Today, U.S. bike share members have to receive specialized key cards to unlock bikes within their city’s system. A New York Citi Bike member can’t use his or her membership while visiting, say, Boston or Chicago.
In the future, bike share could operate seamlessly with a city’s transit system cards and also work across different cities, according to Jay Walder, CEO of the nation’s largest bike share operator, which changed its name to Motivate (formerly called Alta Bicycle Share) yesterday.
“It’s great that bike share started as a sort of independent thing. It got going quickly that way, the growth has been phenomenal. But it’s maturing and evolving,” says Walder, the former chairman of New York City’s MTA. “We want to see how it actually integrates into other forms of transportation.”
Portland-based Alta Bicycle Share started out with 400 bicycles in Washington, D.C., four years ago and now operates a total of 16,000 bicycles in 10 metro areas in the U.S., Canada, and Australia, reflecting the huge growth of the bike share model globally. But the company struggled to manage New York City’s Citi Bike, which became the nation’s largest bike share when it launched in 2013. A recent report cited technology glitches and maintenance failures, and others questioned whether the business model, which did not rely on any city funds, worked at its existing membership rate.
In October, new investors, including Equinox and the real estate firm Related Companies, acquired the company, moved its headquarters to Brooklyn, and brought on Walder (whose first hire was a vice president for technology, which the company somehow didn’t have before). In New York, they also announced Citi Bike would expand from 6,000 to 12,000 bikes by 2017–and raised membership fees.

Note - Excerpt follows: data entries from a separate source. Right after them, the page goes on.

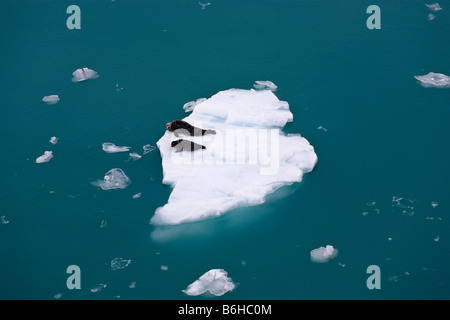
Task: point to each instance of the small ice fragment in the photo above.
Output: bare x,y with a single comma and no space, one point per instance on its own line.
112,148
434,7
54,140
148,148
3,220
264,85
322,255
119,263
137,195
84,74
46,157
135,156
434,80
216,281
204,5
52,99
98,288
190,106
57,296
114,179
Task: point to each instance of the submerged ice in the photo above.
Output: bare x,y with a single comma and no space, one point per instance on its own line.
323,254
114,179
215,281
434,80
52,99
84,74
112,148
248,158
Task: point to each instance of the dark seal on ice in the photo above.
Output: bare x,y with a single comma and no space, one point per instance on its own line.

Beyond fixing bicycles and docking stations and tweaking the basic user experience, Walder says he’s now focused on the bigger picture, especially improving connectivity for bike share users by giving them more real-time information and a better ability to report problems and contribute to the improving the system. “It’s about … leveraging a lot of the goodwill that exists with bike share and the way that people really want to help,” he says.
The company also is thinking about how bike share can become part of larger regional transit systems, integrating with existing transit system smart cards and eventually migrating everything to smartphones, says Walder. (Even New York City, where Metro Cards are extremely old-school compared to most cities’ chip-based cards, is looking at moving from swipes to smartphones by 2019).
A New York City Citi Bike customer getting off a train in Washington, D.C., could one day hop on a Capital Bike Share bike easily, he hopes. As an early example, a new program Motivate is starting in Jersey City will allow commuters to use New York City’s Citi Bike once they cross the Hudson River. The company is also exploring potential national sponsors for future programs, Walder says, although the exact bike share model and pricing for different cities will never be one-size-fits-all.
Of Motivate’s predecessor company, Walder says it simply couldn’t keep up with the pace of growth, which happens often in nascent industries. The firm’s new name, Motivate, is supposed to imply bike share’s continued potential for expansion by connoting “action,” “energy,” and “movement.” Says Walder: “We hoped it was reflecting that this is a very young industry, and that we’re evolving.”
The next city where Motivate hopes to enter? Car-happy Los Angeles. Now, that should be a challenge.